Fig. 1 Allele-specific sequence analysis to identify novel FANCA variants in Korean patients with Fanconi anemia. (A, C) Schematic diagrams of mutant alleles of patient 1 (KFA5) and patient 2 (KFA6). (B, D) Sanger sequencing chromatograms of the patients and normal foreskin fibroblasts (BJ) from American Type Culture Collection, showing that each variant is located in different alleles.

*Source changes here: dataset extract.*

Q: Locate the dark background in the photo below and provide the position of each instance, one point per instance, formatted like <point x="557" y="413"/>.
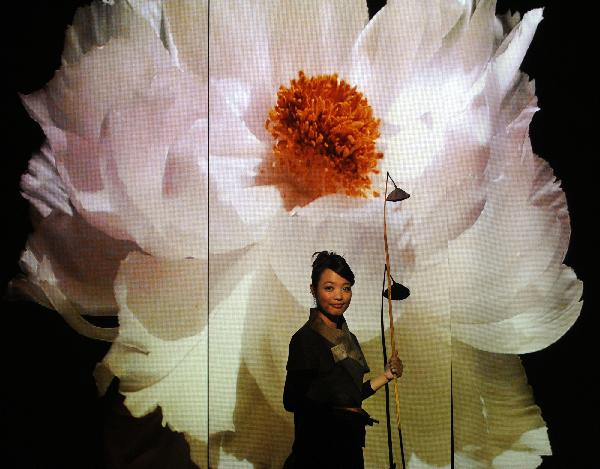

Fig. 2 Molecular and cellular characterization of cell lines and complementation assay. (A) Western blot showing the absence of FANCA protein expression in both cell lines from patient 1 (KFA5) and patient 2 (KFA6), in contrast to the normal fibroblast cell line (BJ). (B) BJ, KFA5, and KFA6 cells were untreated or treated with 1 μM mitomycin C (MMC) for 24 h. Long-form FANCD2 (L-FANCD2) indicates monoubiquitinated FANCD2, and short-form FANCD2 (S-FANCD2) indicates non-ubiquitinated FANCD2. MMC-treated patients’ cells lack the L-FANCD2 bands, representing the FA pathway defect. (C) Patient cells (KFA5, KFA6) are sensitive to MMC treatment compared to the control cells (BJ). Triplicate cells were exposed to four MMC concentrations for 5 days. Percent survival was calculated by dividing the survival rate by that of untreated cells. (D) FANCA protein and L-FANCD2 bands appeared in patients’ cells transfected by FANCA cDNA (FA-A), but not by the empty vector (EV). (E, F) The complemented cell lines shows the successful restoration of function. (G) Immunofluorescence reveals FANCD2 focus formation in the complemented cell lines. (H) Flow cytometry showing cell cycle recovery in the complemented cell lines after MMC treatment.